Nonlinear Sideband Cooling to a Cat State of Motion

TL;DR

This paper proposes a nonlinear sideband cooling method using bichromatic drives in cavity optomechanics to generate and verify macroscopic quantum superposition states, or cat states, of a mechanical resonator.

Contribution

It introduces a novel protocol leveraging intrinsic nonlinearity and two-phonon dissipation to produce mechanical cat states, even under weak coupling and thermal decoherence.

Findings

Cat states can be generated via nonlinear sideband cooling.

Wigner negativity persists even in weak coupling regimes.

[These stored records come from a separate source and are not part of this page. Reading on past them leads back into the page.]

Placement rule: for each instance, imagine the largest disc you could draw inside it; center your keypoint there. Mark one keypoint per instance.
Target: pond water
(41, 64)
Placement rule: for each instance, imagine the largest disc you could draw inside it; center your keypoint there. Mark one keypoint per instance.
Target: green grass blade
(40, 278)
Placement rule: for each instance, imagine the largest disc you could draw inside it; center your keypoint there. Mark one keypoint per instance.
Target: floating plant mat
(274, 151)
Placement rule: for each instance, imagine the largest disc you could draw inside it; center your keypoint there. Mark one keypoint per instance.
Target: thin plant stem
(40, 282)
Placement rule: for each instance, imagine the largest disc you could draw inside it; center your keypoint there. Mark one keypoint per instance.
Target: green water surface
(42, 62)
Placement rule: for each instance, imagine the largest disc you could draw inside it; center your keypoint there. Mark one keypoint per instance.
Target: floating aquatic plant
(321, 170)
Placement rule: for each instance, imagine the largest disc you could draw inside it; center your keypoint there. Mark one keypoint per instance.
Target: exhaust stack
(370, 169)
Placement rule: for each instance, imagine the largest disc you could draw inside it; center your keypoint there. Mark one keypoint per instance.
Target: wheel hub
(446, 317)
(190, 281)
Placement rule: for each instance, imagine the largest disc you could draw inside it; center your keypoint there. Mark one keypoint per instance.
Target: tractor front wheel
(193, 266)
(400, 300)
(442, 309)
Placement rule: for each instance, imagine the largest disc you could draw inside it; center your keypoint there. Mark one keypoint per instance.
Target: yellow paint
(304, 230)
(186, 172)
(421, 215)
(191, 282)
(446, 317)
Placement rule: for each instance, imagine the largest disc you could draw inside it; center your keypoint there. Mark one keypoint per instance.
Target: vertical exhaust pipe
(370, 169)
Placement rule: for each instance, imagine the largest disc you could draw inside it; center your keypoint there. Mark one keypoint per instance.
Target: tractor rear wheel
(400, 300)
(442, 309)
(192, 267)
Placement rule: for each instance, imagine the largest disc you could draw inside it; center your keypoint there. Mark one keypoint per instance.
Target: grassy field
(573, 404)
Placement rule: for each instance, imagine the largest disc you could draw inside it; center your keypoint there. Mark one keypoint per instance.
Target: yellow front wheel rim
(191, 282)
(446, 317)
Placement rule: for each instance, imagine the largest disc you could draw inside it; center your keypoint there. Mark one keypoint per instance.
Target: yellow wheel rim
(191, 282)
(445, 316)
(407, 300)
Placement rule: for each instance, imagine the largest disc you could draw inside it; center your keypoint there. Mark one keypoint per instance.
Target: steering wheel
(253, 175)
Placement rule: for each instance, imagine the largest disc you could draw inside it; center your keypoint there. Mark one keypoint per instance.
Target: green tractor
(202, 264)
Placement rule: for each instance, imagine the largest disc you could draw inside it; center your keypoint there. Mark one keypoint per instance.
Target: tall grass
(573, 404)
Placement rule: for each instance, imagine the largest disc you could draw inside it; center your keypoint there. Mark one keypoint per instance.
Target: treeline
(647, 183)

The protocol is robust against thermal decoherence.

Abstract

The ability to prepare a macroscopic mechanical resonator into a quantum superposition state is an outstanding goal of cavity optomechanics. Here, we propose a technique to generate cat states of motion using the intrinsic nonlinearity of a dispersive optomechanical interaction. By applying a bichromatic drive to an optomechanical cavity, our protocol enhances the inherent second-order processes of the system, inducing the requisite two-phonon dissipation. We show that this nonlinear sideband cooling technique can dissipatively engineer a mechanical resonator into a cat state, which we verify using the full Hamiltonian and an adiabatically reduced model. While the fidelity of the cat state is maximized in the single-photon, strong-coupling regime, we demonstrate that Wigner negativity persists even for weak coupling. Finally, we show that our cat state generation protocol is robust to significant thermal decoherence of the mechanical mode, indicating that such a procedure may be feasible for near-term experimental systems.